Apologies if this has been posted before but I can't find an answer and am struggling to understand the literature on what to do.
A bit of background: I have 4 samples that I have sent for 10x single cell sequencing. I have run the raw data through the Cell Ranger pipeline to generate the raw count matrices. I am now stuck on the normalization process.
I have imported the 4 samples into Seurat using the same filters (min.cells=3 & min.features=200) as 4 separate Seurat objects. I then combined them into one Seurat object using the merge function. I then filtered the samples after QC checks (nFeature_RNA > 200 & < 6500 & percent.MT < 20) and performed NormalizeData function using normalization.method = "LogNormalize".
To assess the normalzation method, I checked the expression of GAPDH, which looked good. However, the distributions of expression values did not look good. I tried the other normalization methods, such as CLR using the margin = 1 or 2 argument and am still getting bad normalizations.

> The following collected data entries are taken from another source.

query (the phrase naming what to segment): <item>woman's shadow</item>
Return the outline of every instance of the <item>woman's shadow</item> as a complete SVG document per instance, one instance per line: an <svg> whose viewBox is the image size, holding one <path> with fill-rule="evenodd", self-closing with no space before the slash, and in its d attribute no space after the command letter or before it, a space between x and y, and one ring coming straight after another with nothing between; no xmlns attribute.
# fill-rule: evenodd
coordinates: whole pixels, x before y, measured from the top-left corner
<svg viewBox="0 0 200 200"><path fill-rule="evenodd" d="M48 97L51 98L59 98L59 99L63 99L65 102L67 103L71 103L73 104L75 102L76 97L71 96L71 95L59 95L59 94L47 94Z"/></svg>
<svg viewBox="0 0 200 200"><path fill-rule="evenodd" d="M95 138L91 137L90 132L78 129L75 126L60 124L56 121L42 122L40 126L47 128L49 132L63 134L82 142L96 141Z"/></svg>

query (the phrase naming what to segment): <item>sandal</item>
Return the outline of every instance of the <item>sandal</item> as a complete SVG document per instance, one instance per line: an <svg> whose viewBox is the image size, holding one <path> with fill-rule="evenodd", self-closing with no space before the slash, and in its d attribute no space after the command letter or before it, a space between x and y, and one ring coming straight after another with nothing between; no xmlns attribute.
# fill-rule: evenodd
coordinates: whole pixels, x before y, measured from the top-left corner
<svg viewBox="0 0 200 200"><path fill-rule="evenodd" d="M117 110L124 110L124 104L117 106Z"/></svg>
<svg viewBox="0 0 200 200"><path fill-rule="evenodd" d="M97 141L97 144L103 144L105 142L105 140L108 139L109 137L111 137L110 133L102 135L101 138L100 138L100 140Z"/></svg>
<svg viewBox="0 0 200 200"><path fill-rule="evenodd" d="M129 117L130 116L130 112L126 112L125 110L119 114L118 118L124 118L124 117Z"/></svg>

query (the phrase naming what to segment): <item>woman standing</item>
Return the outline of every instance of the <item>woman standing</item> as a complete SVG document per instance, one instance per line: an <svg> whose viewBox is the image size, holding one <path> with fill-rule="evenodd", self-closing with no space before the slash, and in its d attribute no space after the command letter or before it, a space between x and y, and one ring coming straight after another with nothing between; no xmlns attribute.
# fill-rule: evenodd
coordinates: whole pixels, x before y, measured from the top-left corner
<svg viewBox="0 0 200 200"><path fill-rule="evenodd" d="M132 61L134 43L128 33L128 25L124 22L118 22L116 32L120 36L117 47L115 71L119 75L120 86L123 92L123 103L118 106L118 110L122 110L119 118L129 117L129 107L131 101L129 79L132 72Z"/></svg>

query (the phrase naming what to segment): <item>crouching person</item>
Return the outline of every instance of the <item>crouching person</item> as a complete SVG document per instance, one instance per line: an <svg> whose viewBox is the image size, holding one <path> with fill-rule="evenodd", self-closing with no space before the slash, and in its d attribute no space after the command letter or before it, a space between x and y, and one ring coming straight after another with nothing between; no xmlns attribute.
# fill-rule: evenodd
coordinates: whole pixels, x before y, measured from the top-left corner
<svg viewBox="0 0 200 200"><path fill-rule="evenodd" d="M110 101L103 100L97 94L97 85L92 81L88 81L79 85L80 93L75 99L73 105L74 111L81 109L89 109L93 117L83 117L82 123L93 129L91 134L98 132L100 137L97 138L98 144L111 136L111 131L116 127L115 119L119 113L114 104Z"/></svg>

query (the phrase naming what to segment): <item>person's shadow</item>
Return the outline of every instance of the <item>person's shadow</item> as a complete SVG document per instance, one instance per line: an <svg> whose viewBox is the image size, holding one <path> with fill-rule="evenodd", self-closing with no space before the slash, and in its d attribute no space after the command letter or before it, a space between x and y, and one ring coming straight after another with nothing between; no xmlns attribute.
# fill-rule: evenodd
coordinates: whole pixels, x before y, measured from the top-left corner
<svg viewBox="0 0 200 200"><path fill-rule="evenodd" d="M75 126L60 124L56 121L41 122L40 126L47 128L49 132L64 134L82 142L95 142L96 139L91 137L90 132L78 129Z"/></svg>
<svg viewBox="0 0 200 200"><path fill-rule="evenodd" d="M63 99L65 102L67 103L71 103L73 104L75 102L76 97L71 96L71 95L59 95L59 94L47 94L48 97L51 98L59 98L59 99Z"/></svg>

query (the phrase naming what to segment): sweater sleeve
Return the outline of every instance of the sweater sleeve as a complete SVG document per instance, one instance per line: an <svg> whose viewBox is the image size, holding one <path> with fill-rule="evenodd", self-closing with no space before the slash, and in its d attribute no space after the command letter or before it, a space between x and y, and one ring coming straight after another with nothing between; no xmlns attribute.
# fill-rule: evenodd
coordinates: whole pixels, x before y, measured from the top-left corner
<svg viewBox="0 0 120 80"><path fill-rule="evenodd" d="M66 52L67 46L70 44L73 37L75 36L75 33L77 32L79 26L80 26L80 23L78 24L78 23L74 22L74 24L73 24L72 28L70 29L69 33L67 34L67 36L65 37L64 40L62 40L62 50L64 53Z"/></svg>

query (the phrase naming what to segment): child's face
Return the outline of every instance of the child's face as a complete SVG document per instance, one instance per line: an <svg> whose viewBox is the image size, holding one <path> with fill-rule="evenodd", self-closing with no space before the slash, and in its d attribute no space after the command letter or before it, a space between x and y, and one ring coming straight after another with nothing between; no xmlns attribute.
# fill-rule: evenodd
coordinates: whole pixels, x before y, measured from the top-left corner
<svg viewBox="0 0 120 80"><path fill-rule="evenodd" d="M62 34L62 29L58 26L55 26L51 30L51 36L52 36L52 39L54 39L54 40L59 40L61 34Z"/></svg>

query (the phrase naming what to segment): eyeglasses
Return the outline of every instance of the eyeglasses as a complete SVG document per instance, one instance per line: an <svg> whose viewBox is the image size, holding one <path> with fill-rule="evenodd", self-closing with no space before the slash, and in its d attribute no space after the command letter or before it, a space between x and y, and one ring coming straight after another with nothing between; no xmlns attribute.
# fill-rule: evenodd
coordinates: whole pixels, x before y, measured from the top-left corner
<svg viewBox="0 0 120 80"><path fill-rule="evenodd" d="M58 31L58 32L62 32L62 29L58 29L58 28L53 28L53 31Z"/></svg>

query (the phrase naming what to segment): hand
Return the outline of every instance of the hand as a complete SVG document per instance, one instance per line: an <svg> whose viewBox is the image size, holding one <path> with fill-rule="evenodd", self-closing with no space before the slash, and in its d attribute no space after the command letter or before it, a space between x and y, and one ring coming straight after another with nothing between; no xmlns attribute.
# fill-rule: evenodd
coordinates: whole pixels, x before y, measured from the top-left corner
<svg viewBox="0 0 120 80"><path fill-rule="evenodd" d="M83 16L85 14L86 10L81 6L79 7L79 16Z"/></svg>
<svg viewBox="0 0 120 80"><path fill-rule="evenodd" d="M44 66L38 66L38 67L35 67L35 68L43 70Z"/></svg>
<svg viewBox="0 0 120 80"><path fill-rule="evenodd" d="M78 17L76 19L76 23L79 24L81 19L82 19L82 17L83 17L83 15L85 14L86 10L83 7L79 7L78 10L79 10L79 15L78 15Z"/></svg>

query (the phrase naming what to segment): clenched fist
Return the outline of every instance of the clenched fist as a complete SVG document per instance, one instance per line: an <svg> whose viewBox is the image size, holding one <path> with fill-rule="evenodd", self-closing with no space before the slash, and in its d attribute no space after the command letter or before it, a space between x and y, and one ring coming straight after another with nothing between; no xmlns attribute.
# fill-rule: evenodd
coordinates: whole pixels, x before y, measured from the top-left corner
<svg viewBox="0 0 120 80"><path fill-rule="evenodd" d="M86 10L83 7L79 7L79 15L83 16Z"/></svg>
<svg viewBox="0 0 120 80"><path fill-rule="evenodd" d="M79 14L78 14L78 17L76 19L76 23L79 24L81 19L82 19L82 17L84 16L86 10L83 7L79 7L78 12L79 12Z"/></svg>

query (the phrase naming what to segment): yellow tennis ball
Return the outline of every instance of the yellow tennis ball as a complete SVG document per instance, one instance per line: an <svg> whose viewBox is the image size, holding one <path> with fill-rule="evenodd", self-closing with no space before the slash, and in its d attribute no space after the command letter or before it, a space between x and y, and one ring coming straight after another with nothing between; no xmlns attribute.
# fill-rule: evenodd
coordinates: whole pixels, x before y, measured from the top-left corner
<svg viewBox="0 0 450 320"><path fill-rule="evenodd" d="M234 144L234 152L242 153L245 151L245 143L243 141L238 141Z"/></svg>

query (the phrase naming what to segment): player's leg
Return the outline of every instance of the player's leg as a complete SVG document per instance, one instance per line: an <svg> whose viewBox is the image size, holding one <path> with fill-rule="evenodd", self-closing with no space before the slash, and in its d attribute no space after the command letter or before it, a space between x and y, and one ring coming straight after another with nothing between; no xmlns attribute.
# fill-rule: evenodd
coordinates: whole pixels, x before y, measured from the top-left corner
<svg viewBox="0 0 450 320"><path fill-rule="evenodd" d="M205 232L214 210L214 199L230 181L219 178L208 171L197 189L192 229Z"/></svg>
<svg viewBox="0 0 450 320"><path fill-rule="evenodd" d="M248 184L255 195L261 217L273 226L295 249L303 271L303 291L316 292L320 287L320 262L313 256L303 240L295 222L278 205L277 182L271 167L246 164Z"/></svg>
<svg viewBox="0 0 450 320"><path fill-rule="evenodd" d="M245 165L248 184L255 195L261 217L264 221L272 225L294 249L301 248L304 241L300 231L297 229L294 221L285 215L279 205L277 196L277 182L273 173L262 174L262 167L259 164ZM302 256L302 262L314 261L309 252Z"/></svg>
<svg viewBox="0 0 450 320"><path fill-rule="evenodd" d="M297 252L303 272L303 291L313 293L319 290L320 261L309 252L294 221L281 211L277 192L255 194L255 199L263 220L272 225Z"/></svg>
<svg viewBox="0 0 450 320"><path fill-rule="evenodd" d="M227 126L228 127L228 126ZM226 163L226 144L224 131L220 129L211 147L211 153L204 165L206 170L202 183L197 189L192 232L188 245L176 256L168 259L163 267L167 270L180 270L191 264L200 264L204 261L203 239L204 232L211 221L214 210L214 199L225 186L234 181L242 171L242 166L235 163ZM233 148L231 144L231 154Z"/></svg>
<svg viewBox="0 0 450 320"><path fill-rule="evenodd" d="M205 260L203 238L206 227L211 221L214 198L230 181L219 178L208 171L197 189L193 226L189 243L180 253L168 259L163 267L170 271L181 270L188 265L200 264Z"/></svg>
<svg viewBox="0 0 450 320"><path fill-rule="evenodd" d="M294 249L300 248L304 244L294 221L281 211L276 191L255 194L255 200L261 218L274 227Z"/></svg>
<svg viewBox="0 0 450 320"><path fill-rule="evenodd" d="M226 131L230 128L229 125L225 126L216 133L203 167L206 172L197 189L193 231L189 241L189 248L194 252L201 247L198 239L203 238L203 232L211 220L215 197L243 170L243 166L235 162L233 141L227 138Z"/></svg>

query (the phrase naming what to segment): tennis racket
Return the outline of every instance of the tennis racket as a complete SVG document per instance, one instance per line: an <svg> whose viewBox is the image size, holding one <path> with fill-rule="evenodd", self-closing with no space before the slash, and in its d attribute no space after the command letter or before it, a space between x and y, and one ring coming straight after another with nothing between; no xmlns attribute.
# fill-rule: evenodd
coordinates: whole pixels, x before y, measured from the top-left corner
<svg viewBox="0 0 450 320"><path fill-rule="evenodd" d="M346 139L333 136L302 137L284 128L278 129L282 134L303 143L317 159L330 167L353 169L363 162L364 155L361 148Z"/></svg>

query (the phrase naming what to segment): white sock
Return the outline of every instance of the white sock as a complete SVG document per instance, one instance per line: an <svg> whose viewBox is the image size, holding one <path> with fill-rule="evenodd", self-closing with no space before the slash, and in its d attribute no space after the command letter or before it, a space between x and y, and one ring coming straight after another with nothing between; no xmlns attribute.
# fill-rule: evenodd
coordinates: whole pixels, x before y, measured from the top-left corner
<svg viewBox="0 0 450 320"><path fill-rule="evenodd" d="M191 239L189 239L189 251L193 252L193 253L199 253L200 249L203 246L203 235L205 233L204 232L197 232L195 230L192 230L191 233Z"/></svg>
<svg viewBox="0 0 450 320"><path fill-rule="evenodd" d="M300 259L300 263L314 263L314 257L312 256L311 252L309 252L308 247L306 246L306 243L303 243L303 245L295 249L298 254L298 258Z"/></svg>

I have checked many articles/vignettes and am thinking perhaps I should be processing and normalizing these samples separately and then combining them into one object afterwards? Would I use the "LogNormalize" method on each sample and then integrate them through the 'IntegrateData' function, or should I use SCTransform and then combine afterwards?
My overall goal here is to be able to explore each sample and the cells etc within each and then also compare cell clusters etc between samples, hence why I would like to combine them into one object.
Thank you very much in advance!!
If by this you mean that the clustering looks really odd before integration, that's normal. If anything, I would just follow whatever the documentation says to do (for Seurat, Harmony, Scanorama, etc).